The Little Guy in the Phone

Imagine a slightly different version of the film Titanic, where the centenarian Rose dies after a long, rich existence. During the lifetime that followed the eponymous ship's fatal voyage, Rose has seen it all. So when she gets to that well-appointed ballroom in the afterlife, and Jack is waiting there for her, she is at first confused. She looks around for a minute until finally there’s a flash of recognition. 

“Oh, you’re that guy from the boat.” 

For Jack, their four-day fling occurred during the last and most climactic moments of his life. But Rose went on to live through both World Wars and the moon landing. It could be that the shipwreck she survived when she was a teenager had worked its way down on her list over the course of the latter eight decades of her life. 

Jack’s twenty short years on this earth were simply not long enough to learn one of the Big Lessons: How people are when they are with you is far less indicative of how they feel about you than how they are when you are not present. 

Without getting too specific, I’ve long been tangentially involved with a group of older folks who knew John Lennon. A few times a year, they come together to drink, eat, and play music. These gatherings can be fun, but the melancholy comes out when you realize just what a weekend of partying with a Beatle fifty years ago did to them. Talking to some of these folks, you may get the sense that a dense gravitational field arose around a moment that, for Lennon, could have been like any other.

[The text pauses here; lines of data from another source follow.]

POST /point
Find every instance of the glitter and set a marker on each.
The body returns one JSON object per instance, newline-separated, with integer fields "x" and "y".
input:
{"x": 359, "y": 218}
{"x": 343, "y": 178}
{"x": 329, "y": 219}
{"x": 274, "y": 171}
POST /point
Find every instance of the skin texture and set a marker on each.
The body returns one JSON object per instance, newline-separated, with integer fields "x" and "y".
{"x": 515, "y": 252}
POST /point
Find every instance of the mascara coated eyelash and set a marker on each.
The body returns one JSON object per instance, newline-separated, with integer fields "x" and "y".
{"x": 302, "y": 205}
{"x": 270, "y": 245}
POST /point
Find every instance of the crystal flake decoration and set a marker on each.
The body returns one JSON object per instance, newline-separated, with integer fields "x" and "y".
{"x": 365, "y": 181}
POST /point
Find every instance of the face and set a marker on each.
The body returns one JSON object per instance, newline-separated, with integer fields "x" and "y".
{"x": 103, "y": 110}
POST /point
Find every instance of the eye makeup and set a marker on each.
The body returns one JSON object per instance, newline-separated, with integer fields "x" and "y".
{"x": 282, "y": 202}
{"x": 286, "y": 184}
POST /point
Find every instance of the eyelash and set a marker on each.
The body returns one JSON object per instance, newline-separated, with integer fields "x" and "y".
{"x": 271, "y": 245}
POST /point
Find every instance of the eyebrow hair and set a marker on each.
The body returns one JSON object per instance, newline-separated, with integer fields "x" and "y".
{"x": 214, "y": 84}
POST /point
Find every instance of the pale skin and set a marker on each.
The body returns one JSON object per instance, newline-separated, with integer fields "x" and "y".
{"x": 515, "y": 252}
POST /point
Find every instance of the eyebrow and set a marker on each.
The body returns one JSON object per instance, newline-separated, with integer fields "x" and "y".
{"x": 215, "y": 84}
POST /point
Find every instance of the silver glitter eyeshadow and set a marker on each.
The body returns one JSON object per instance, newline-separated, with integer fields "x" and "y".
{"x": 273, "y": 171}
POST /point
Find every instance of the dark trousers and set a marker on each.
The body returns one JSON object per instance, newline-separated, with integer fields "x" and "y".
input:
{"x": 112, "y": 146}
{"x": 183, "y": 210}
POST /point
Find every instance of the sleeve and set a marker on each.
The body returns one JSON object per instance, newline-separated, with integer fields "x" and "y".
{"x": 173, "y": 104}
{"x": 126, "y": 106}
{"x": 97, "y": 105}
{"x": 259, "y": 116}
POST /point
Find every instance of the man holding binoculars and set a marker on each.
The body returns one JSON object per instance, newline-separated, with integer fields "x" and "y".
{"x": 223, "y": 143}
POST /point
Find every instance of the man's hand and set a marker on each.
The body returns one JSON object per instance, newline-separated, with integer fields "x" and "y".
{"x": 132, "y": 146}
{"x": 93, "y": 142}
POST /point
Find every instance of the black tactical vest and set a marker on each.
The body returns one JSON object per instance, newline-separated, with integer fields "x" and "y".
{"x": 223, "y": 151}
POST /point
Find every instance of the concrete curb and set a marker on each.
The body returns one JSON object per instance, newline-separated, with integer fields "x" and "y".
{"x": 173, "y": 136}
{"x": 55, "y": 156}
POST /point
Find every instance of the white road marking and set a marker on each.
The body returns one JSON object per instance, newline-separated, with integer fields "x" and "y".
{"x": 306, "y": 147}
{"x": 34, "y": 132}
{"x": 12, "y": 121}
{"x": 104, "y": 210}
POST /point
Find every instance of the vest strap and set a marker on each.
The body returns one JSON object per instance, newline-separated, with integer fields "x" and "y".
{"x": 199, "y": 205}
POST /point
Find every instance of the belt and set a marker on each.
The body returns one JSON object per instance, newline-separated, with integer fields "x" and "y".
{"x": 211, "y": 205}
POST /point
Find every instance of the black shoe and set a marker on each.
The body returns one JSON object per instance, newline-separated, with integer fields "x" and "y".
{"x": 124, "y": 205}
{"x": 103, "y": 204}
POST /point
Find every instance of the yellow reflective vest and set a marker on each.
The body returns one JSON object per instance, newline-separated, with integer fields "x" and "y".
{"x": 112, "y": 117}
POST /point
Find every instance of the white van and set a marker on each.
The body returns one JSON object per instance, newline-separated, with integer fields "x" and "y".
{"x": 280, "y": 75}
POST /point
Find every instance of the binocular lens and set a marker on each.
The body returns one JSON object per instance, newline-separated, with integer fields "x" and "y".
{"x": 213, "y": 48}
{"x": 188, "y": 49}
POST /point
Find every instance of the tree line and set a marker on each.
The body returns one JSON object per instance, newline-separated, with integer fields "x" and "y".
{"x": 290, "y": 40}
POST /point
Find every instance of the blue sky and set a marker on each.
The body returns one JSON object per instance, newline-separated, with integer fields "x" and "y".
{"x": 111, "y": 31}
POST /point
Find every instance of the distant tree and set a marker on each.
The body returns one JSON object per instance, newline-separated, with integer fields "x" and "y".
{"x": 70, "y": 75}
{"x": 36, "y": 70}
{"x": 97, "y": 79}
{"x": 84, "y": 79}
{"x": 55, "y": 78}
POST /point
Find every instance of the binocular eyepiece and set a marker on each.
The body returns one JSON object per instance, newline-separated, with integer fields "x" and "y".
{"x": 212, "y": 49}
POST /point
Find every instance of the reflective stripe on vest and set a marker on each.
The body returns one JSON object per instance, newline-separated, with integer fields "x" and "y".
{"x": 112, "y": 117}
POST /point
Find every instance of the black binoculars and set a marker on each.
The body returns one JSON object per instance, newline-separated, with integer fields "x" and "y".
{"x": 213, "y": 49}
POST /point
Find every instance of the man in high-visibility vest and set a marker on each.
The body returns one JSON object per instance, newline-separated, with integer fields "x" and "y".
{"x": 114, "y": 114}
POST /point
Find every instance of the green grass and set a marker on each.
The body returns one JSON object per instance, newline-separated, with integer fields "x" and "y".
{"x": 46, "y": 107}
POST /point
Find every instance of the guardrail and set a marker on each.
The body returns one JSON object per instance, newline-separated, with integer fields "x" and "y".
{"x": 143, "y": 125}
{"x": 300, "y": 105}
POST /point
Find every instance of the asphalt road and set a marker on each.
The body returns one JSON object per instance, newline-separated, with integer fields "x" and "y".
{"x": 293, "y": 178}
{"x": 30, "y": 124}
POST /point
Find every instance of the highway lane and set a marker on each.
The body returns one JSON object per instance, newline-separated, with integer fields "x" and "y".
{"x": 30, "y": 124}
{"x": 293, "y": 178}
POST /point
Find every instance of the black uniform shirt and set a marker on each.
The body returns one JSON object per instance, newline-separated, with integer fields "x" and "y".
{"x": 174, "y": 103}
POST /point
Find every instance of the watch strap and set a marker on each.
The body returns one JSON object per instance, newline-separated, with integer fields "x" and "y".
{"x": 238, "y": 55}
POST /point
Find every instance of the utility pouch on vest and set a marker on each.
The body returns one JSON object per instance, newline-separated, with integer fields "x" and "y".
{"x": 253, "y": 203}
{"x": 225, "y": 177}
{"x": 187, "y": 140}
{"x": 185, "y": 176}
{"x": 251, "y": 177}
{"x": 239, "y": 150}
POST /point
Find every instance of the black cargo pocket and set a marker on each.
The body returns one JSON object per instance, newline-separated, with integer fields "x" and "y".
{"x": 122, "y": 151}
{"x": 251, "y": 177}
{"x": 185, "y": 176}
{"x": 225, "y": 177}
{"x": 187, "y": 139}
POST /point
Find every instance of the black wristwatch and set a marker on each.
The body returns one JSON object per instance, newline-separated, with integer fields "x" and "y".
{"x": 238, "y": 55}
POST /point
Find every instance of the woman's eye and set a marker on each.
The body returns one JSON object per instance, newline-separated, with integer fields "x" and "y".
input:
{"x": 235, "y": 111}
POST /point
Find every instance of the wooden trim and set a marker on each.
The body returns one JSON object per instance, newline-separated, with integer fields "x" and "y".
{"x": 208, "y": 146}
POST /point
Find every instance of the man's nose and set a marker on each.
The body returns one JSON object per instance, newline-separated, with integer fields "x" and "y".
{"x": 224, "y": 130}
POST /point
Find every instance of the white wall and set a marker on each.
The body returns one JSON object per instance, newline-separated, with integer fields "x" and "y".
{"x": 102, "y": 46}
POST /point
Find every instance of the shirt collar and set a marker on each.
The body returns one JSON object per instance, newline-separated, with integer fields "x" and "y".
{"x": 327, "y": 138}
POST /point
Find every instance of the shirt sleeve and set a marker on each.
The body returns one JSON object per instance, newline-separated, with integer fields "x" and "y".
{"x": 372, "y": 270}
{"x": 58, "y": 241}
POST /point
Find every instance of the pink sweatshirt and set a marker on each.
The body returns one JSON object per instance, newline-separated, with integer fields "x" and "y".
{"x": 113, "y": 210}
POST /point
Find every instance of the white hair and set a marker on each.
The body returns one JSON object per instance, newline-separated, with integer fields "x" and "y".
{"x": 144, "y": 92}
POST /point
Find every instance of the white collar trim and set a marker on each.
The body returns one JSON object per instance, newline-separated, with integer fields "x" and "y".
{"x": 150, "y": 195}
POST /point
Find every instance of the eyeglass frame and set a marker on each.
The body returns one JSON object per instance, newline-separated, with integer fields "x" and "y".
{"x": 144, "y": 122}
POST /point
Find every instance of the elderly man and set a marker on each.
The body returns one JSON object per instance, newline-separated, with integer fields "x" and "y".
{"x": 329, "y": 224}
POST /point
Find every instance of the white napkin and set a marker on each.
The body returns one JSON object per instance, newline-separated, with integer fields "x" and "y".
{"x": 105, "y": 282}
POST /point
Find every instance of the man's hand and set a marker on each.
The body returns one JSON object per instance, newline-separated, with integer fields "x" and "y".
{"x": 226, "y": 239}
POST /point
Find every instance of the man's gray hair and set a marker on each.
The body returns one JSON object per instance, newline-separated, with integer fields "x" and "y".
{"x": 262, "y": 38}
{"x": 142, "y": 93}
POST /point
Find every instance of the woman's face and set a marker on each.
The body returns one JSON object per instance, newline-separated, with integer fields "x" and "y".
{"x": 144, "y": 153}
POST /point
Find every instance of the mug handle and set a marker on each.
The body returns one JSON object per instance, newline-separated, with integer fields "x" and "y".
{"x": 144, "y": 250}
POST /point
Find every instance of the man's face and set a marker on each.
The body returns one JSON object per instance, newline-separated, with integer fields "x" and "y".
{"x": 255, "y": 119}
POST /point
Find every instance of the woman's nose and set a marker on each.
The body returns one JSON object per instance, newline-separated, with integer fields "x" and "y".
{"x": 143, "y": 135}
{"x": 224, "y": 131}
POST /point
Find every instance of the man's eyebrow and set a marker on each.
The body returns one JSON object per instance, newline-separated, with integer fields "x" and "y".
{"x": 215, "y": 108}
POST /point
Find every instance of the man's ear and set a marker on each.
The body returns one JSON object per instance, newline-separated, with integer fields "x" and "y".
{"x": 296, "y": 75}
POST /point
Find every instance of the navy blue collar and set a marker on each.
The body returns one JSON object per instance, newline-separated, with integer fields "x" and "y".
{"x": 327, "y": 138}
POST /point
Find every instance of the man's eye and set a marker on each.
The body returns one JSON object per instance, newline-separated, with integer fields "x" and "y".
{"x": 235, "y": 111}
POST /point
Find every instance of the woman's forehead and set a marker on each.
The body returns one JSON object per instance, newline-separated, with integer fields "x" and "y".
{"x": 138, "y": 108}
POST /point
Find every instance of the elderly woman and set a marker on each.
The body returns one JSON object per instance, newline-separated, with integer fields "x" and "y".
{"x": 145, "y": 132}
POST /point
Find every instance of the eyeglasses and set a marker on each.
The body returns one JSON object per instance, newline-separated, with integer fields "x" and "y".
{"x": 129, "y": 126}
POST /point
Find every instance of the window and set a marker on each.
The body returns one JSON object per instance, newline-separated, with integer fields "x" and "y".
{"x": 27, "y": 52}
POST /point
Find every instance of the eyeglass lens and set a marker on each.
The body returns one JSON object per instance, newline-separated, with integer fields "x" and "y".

These are rather extreme examples of a phenomenon that remains observable even when the parties are not separated by vast expanses of time or the firmament between life and death.

Ask yourself: how many times have you gladhanded someone who you couldn’t stand? How many times have you dished out a “yeah, hit me up, let’s grab a drink soon” to someone you would never mourn?  And how many times have you been on the other side of this? We are all Jack and Rose, the Lennon to a cadre of orbiters. 

Now that we have the cell phone, the line between presence and lack thereof has become all smudgy. Maybe someone calling or texting you is precisely the kind of behavior I’m talking about when I say “how they are when you are not present.” But when we make ourselves so generally available, aren’t we sort of always with each other? If a conversation that happens across the table is unambiguously an act of presence, what then is conversation over text? It could be a different thing entirely, or it could be the same thing vibrating at a lower frequency. 

When you reach across the void and transmit a text message, it's not clear whether you are projecting your presence or only your words. Are you the guy across town sending a smoke signal or are you the little guy in their phone? It seems like that might actually be up to your interlocutor to decide.

You may then be tempted, after a great first date, to ask for a sealed letter to be placed in escrow. A written record of exactly how they feel about you, to be opened only in the event your association's end.

But before you do, consider whether or not the true thoughts of others would horrify you.